While I was looking at something else I noticed that invoke.texi
explicitly documents both the positive and negative forms of several -g
options, both in the option summary list and the longer descriptions in
@node Debugging Options.
Well, I see that the introductory text to the options chapter does say
Many options have long names starting with @samp{-f} or with
@samp{-W}---for example,
@option{-fmove-loop-invariants}, @option{-Wformat} and so on. Most of
these have both positive and negative forms; the negative form of
@option{-ffoo} is @option{-fno-foo}. This manual documents
only one of these two forms, whichever one is not the default.
so to split hairs the convention that we only document one form only
applies to -f and -W options and not -g options, but it's silly to be
inconsistent about it. But, looking at these -g options, it's not
entirely clear to me which form is the default and which form we ought
to document.
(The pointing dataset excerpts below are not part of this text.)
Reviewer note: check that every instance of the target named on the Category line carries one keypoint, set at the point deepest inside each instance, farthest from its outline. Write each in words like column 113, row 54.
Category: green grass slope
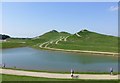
column 49, row 36
column 89, row 41
column 6, row 77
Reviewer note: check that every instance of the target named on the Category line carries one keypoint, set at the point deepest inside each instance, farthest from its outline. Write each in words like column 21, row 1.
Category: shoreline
column 83, row 51
column 64, row 72
column 58, row 75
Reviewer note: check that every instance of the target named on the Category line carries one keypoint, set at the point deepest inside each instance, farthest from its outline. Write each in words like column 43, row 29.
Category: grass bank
column 6, row 77
column 115, row 73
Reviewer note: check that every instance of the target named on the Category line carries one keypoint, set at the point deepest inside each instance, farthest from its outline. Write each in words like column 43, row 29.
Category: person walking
column 111, row 71
column 72, row 71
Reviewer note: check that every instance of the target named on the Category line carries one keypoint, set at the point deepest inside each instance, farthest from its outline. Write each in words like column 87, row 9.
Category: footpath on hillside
column 59, row 75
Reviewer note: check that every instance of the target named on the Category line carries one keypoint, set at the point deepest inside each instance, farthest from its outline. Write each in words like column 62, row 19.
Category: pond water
column 46, row 60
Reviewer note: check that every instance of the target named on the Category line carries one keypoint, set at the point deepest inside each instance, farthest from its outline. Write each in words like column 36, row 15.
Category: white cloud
column 114, row 8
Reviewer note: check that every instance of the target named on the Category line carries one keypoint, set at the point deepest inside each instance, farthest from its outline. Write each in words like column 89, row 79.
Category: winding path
column 58, row 75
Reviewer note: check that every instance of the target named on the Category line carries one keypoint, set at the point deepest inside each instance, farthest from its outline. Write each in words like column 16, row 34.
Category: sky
column 31, row 19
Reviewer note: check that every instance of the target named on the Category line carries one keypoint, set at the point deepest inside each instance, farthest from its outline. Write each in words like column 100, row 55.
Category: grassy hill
column 51, row 36
column 82, row 40
column 90, row 41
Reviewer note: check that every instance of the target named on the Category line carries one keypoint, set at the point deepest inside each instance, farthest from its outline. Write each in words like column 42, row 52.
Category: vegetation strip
column 59, row 75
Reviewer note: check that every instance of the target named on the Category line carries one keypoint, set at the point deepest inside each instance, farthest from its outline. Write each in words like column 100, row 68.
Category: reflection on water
column 29, row 58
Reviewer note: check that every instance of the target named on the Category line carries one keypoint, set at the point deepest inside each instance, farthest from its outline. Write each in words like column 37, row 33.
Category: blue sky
column 25, row 19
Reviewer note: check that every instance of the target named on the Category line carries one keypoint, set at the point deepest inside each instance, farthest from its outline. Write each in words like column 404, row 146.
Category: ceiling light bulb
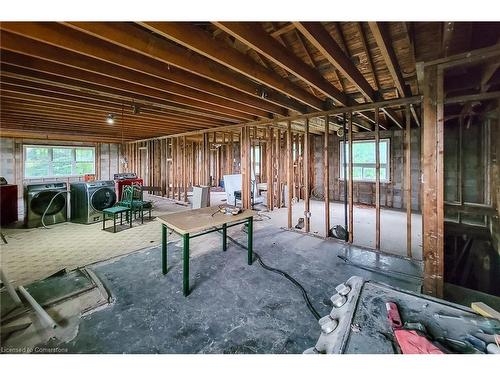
column 110, row 119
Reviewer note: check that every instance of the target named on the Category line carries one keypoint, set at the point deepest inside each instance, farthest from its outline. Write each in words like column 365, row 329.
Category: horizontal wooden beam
column 148, row 87
column 200, row 41
column 7, row 131
column 384, row 43
column 322, row 40
column 254, row 36
column 135, row 39
column 337, row 112
column 124, row 96
column 32, row 39
column 28, row 87
column 473, row 97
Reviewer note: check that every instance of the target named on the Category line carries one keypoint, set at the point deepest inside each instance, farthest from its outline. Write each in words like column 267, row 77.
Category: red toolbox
column 121, row 183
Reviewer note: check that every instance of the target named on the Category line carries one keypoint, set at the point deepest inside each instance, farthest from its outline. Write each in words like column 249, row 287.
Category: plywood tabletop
column 197, row 220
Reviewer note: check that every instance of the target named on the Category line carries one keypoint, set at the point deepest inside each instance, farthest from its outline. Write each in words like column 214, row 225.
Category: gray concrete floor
column 233, row 307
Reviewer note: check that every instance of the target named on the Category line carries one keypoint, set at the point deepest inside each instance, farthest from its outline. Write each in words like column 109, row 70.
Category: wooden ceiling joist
column 254, row 36
column 122, row 89
column 48, row 90
column 8, row 131
column 322, row 40
column 133, row 38
column 384, row 43
column 65, row 39
column 198, row 40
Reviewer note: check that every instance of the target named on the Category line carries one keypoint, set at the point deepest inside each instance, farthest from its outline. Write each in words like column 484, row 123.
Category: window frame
column 51, row 160
column 387, row 163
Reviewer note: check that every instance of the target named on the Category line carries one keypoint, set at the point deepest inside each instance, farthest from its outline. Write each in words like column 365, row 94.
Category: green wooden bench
column 114, row 211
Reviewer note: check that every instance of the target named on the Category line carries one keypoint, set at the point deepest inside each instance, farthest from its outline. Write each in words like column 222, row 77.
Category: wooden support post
column 351, row 197
column 326, row 175
column 253, row 142
column 179, row 168
column 269, row 170
column 377, row 180
column 174, row 167
column 289, row 174
column 277, row 163
column 207, row 158
column 408, row 180
column 307, row 208
column 245, row 167
column 184, row 165
column 432, row 188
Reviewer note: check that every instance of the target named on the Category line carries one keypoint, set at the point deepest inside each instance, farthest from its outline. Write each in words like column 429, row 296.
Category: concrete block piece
column 328, row 324
column 338, row 300
column 343, row 289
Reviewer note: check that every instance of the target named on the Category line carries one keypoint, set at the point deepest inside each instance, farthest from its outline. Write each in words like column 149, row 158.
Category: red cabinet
column 121, row 183
column 8, row 204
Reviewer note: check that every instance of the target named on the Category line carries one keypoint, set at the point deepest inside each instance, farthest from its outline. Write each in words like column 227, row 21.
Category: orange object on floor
column 411, row 342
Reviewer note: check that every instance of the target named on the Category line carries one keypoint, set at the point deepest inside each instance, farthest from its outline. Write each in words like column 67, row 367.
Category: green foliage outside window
column 364, row 160
column 45, row 161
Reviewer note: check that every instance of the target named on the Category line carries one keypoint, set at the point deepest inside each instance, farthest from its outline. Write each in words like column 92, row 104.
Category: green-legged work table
column 194, row 223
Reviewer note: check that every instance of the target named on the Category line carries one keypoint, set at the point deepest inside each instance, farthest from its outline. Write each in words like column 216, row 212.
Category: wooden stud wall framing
column 408, row 180
column 377, row 180
column 350, row 173
column 289, row 175
column 307, row 209
column 326, row 174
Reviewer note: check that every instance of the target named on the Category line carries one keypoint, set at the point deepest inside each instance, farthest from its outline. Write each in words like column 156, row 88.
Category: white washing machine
column 88, row 199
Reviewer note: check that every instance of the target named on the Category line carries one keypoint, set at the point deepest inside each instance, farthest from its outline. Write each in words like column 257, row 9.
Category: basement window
column 363, row 154
column 58, row 161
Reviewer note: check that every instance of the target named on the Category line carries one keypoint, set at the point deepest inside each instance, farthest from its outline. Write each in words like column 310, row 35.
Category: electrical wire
column 47, row 209
column 311, row 308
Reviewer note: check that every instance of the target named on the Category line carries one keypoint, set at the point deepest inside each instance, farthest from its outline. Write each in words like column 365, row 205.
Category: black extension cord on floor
column 285, row 275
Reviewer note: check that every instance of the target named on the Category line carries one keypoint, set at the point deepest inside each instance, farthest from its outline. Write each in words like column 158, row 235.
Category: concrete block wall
column 11, row 161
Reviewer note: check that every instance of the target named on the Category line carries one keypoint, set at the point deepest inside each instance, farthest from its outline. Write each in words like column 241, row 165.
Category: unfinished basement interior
column 250, row 187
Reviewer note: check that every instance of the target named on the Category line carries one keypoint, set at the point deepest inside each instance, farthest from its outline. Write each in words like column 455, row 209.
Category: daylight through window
column 58, row 161
column 363, row 155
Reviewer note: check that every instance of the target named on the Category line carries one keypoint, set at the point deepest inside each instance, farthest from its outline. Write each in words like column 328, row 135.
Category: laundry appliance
column 88, row 199
column 48, row 201
column 124, row 179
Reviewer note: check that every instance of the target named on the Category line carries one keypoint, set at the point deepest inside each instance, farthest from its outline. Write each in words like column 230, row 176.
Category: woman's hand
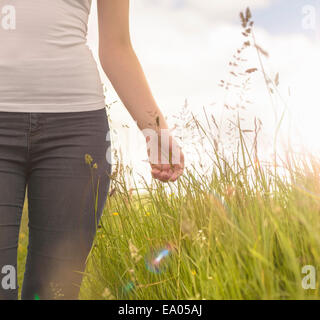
column 165, row 157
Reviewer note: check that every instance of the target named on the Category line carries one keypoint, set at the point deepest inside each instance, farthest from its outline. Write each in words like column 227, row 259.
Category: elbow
column 112, row 53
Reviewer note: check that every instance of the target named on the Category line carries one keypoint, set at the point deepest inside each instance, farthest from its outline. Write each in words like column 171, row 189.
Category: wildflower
column 88, row 158
column 107, row 294
column 134, row 251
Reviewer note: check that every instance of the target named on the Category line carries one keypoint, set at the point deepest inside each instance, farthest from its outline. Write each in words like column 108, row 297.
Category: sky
column 185, row 47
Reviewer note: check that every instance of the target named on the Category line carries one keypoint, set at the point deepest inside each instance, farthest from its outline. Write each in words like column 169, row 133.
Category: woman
column 53, row 129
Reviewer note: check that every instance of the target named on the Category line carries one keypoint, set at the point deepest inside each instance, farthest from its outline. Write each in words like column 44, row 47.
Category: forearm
column 124, row 71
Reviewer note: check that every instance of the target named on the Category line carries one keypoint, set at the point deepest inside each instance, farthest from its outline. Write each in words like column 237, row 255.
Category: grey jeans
column 60, row 160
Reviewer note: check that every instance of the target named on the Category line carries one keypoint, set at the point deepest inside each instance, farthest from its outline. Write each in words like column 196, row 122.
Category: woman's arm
column 121, row 65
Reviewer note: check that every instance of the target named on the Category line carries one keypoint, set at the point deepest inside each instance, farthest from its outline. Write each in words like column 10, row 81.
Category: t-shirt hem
column 42, row 108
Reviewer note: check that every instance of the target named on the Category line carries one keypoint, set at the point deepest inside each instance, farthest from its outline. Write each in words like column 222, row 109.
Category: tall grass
column 231, row 228
column 242, row 230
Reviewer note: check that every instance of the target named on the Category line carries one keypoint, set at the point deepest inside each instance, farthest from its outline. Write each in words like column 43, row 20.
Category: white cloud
column 185, row 54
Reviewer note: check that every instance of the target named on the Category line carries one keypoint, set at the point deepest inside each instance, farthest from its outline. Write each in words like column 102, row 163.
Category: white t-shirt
column 45, row 63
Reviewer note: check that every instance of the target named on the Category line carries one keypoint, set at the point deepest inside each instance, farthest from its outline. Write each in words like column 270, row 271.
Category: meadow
column 241, row 230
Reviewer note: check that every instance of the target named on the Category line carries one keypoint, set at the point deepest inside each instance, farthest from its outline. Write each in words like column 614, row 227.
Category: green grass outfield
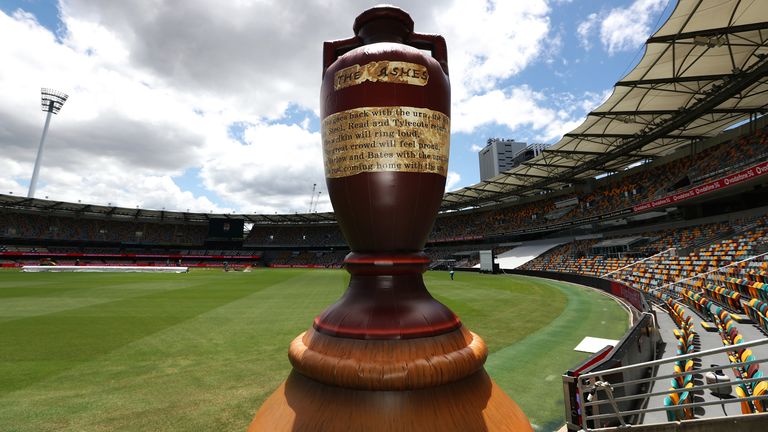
column 202, row 351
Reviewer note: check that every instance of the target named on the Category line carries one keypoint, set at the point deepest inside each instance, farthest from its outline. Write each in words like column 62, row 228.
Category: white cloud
column 452, row 180
column 521, row 107
column 585, row 28
column 628, row 28
column 504, row 38
column 154, row 89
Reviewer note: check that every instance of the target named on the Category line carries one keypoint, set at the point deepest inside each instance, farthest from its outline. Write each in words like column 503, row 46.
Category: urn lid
column 383, row 22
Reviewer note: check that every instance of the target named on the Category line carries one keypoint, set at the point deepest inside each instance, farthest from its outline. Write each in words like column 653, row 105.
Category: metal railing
column 591, row 386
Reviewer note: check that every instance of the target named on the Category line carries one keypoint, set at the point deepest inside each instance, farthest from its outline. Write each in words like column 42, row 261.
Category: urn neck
column 383, row 24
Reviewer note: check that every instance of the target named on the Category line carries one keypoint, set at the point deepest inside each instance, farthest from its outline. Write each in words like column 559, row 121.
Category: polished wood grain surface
column 388, row 364
column 475, row 403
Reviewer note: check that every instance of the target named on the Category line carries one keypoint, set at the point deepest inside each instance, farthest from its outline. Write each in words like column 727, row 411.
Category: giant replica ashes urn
column 387, row 356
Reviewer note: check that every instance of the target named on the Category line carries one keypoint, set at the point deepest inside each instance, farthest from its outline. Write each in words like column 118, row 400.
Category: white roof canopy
column 704, row 70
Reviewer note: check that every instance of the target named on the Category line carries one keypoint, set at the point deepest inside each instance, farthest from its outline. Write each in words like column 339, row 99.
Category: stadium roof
column 704, row 70
column 34, row 205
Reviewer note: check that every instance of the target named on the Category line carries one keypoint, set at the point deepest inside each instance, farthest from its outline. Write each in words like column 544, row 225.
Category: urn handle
column 433, row 43
column 335, row 49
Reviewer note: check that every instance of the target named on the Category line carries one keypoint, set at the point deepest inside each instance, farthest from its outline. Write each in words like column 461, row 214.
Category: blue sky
column 178, row 108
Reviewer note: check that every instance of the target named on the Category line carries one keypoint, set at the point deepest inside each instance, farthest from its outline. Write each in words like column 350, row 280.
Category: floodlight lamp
column 52, row 100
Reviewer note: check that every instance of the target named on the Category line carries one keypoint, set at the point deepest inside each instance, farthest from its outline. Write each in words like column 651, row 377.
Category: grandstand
column 658, row 198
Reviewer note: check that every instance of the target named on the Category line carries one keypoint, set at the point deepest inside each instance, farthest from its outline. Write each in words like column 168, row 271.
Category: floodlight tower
column 52, row 101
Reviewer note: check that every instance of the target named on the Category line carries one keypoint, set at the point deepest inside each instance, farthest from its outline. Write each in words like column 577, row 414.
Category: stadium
column 645, row 229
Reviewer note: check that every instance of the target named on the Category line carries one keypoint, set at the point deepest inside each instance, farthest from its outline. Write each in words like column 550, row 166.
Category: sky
column 213, row 106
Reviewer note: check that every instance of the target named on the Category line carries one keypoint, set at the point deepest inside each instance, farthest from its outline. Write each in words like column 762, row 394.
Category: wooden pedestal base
column 463, row 399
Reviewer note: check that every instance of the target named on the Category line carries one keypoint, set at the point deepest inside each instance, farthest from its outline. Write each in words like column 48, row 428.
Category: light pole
column 52, row 101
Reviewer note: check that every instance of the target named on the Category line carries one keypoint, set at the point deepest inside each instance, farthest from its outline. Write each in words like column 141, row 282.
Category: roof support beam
column 599, row 135
column 546, row 165
column 640, row 113
column 672, row 80
column 678, row 37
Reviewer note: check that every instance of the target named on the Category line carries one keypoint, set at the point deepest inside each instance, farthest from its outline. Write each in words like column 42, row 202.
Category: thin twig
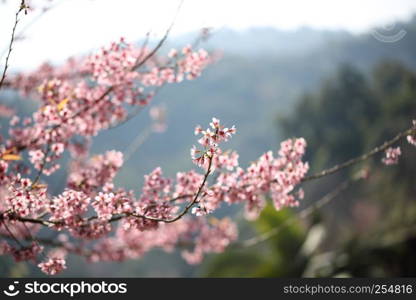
column 22, row 7
column 361, row 158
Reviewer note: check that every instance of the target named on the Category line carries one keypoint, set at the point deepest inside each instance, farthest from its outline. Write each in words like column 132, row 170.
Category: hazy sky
column 75, row 26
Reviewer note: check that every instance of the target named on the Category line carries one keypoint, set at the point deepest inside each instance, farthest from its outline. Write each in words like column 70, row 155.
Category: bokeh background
column 342, row 74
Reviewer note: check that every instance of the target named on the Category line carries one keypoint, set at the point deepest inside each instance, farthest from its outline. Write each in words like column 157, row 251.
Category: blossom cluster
column 91, row 216
column 391, row 156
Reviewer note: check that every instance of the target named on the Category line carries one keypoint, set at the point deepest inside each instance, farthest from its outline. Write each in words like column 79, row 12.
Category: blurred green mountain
column 263, row 73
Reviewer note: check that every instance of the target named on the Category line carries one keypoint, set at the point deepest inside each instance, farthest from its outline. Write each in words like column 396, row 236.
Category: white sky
column 76, row 26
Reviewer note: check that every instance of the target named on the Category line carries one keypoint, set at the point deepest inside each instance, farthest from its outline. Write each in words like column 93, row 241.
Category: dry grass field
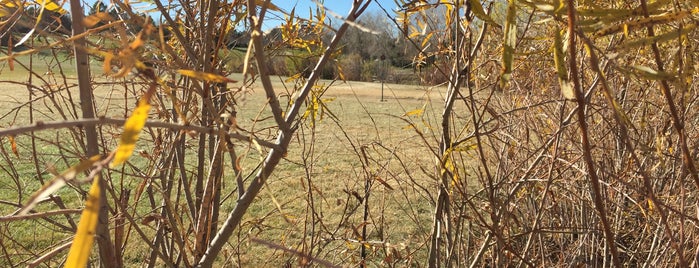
column 356, row 126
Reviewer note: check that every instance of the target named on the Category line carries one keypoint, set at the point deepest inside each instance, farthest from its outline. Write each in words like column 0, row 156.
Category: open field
column 330, row 163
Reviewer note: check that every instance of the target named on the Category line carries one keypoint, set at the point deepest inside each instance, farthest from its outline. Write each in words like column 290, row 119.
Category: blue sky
column 339, row 7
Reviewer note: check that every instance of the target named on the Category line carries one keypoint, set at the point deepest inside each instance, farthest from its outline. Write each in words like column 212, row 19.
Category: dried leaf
column 57, row 183
column 652, row 74
column 206, row 76
column 13, row 144
column 79, row 252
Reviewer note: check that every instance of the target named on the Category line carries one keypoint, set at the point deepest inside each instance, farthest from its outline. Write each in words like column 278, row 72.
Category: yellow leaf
column 13, row 144
column 509, row 42
column 132, row 128
column 206, row 76
column 477, row 10
column 269, row 5
column 79, row 252
column 93, row 19
column 51, row 6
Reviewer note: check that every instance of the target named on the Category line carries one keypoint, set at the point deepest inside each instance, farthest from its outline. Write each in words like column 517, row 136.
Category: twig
column 586, row 146
column 39, row 126
column 39, row 215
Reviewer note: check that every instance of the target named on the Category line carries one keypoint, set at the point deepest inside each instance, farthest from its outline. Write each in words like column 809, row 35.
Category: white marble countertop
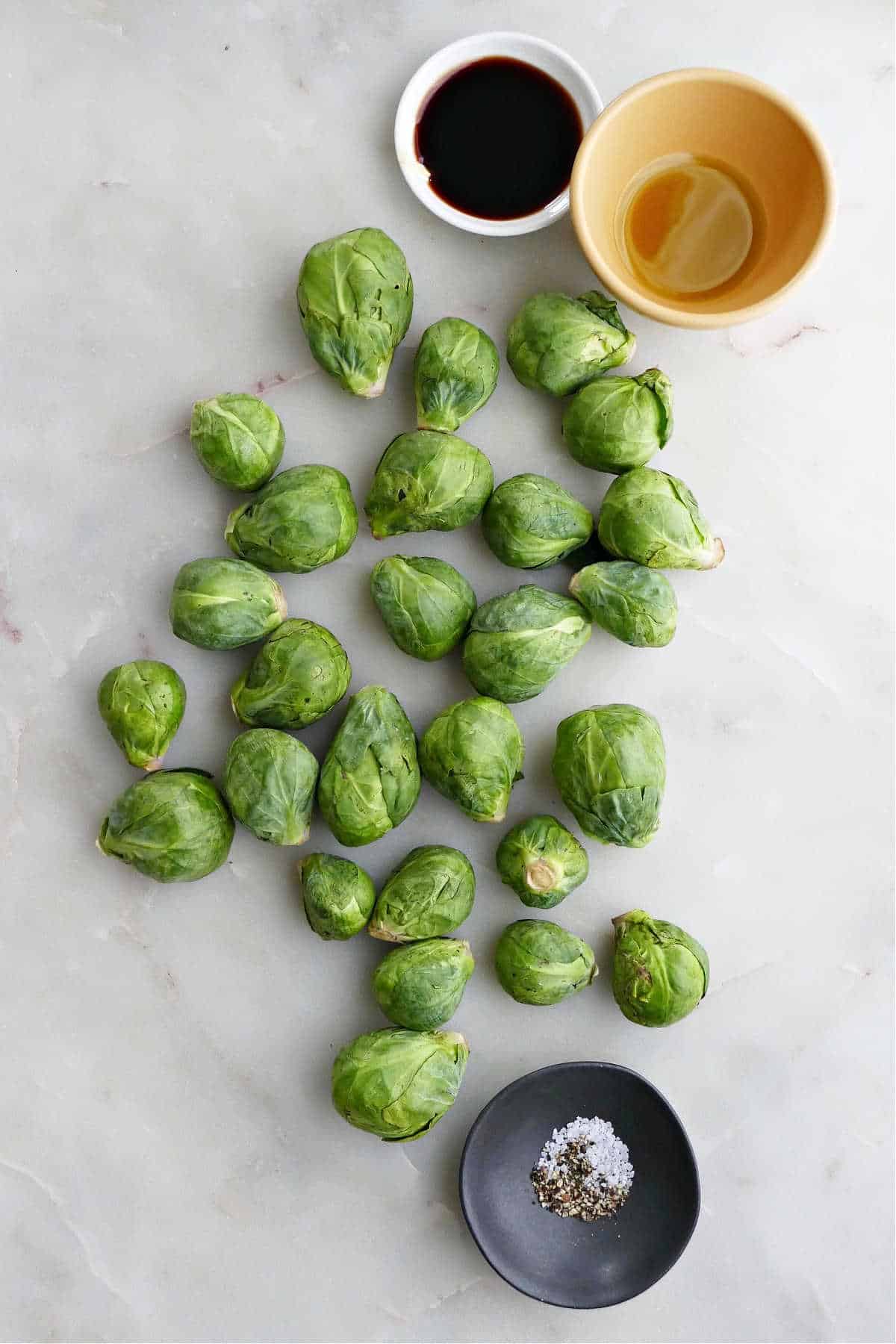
column 169, row 1164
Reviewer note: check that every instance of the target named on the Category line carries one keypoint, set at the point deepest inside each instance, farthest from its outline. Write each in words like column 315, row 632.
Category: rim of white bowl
column 520, row 46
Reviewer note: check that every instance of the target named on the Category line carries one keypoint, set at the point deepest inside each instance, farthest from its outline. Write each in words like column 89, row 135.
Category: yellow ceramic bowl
column 719, row 116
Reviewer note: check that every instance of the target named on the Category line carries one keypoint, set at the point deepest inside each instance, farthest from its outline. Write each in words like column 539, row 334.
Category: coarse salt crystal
column 606, row 1155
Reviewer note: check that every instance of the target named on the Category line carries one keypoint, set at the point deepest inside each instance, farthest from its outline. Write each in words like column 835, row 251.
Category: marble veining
column 169, row 1166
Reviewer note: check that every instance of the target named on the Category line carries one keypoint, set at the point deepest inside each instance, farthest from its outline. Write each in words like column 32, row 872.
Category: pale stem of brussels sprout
column 378, row 388
column 541, row 875
column 715, row 554
column 457, row 1038
column 383, row 934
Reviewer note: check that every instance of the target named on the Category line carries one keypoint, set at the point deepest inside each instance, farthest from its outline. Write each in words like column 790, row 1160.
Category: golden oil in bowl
column 688, row 226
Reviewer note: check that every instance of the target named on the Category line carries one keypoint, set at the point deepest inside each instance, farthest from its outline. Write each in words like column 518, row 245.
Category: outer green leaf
column 558, row 343
column 455, row 370
column 399, row 1083
column 141, row 705
column 541, row 962
column 355, row 299
column 302, row 519
column 422, row 984
column 473, row 754
column 269, row 784
column 541, row 862
column 615, row 423
column 630, row 601
column 519, row 641
column 429, row 894
column 531, row 522
column 370, row 779
column 610, row 768
column 660, row 974
column 653, row 517
column 223, row 604
column 428, row 482
column 425, row 604
column 294, row 679
column 172, row 826
column 238, row 440
column 339, row 895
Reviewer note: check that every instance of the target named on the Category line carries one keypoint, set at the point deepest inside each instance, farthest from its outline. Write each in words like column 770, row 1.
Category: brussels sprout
column 541, row 860
column 355, row 297
column 660, row 974
column 653, row 517
column 430, row 893
column 455, row 370
column 370, row 779
column 399, row 1083
column 141, row 705
column 628, row 600
column 172, row 826
column 222, row 604
column 422, row 984
column 610, row 768
column 531, row 522
column 558, row 343
column 615, row 423
column 541, row 962
column 269, row 784
column 425, row 604
column 302, row 519
column 294, row 679
column 519, row 641
column 473, row 754
column 337, row 895
column 238, row 440
column 428, row 482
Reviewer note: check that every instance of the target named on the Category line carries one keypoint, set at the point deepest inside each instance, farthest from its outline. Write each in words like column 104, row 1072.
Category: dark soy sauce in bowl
column 499, row 139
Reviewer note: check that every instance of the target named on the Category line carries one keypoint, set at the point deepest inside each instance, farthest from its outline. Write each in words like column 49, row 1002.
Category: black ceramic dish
column 564, row 1261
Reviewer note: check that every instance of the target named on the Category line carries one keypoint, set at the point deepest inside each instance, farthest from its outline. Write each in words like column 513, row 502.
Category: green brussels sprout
column 541, row 862
column 473, row 754
column 558, row 343
column 294, row 679
column 653, row 517
column 660, row 974
column 425, row 604
column 222, row 604
column 422, row 984
column 269, row 784
column 238, row 440
column 302, row 519
column 355, row 299
column 370, row 779
column 339, row 895
column 141, row 705
column 615, row 423
column 428, row 482
column 531, row 522
column 610, row 768
column 430, row 893
column 541, row 962
column 455, row 370
column 398, row 1083
column 630, row 601
column 519, row 641
column 172, row 826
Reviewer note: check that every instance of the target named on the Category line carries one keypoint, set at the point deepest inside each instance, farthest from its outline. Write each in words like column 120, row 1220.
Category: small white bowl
column 519, row 46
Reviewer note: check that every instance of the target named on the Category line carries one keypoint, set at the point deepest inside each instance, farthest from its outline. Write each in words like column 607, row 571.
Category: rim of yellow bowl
column 635, row 297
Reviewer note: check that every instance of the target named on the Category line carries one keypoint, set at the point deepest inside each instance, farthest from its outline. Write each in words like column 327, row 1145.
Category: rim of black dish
column 551, row 1068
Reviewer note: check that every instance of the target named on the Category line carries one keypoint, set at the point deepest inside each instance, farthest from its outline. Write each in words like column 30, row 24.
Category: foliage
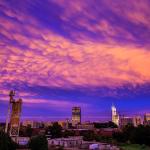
column 135, row 135
column 6, row 143
column 134, row 147
column 38, row 143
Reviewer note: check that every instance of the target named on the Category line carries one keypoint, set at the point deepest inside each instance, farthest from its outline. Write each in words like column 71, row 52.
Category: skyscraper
column 76, row 115
column 15, row 118
column 115, row 115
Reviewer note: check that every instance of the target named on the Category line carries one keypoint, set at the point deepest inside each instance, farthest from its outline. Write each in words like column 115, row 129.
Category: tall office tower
column 125, row 121
column 137, row 120
column 115, row 115
column 15, row 118
column 147, row 119
column 76, row 115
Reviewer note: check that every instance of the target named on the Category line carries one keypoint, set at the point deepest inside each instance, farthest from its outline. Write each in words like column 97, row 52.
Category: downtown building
column 76, row 116
column 147, row 119
column 115, row 115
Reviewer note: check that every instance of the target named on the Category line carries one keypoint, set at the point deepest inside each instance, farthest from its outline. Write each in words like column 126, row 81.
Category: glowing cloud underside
column 68, row 45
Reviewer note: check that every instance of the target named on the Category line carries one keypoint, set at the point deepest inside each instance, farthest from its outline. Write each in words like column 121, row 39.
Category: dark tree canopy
column 6, row 143
column 38, row 143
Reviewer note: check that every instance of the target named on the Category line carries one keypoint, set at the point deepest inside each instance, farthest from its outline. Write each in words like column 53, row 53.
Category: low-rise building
column 70, row 142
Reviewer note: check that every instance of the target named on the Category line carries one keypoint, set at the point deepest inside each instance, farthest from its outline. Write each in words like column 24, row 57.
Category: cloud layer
column 74, row 45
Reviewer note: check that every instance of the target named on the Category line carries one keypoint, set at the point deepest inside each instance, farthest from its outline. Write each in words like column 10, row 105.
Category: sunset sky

E.g. whether -gbtf is the default is target-specific;
-gprune-btf is the default if -gbtf is enabled but doesn't make sense at
all otherwise.
I also see several -f, -W, and -m options that are documented as
"enabled by default", but listed in the positive form. Many others
listed in the positive form are enabled by default on some targets and
not others, or by some other optimization or target-specific codegen
options. So generally we are not applying the stated convention
consistently beyond these -g options, either.
I think it might simplify things if we documented all options in the
positive form rather than having this mix of positive and negative, and
continual confusion about what "the default" is when it depends on other
things! Can we get some consensus between us documentation maintainers
about what to do here? Or does anybody else have strong opinions about it?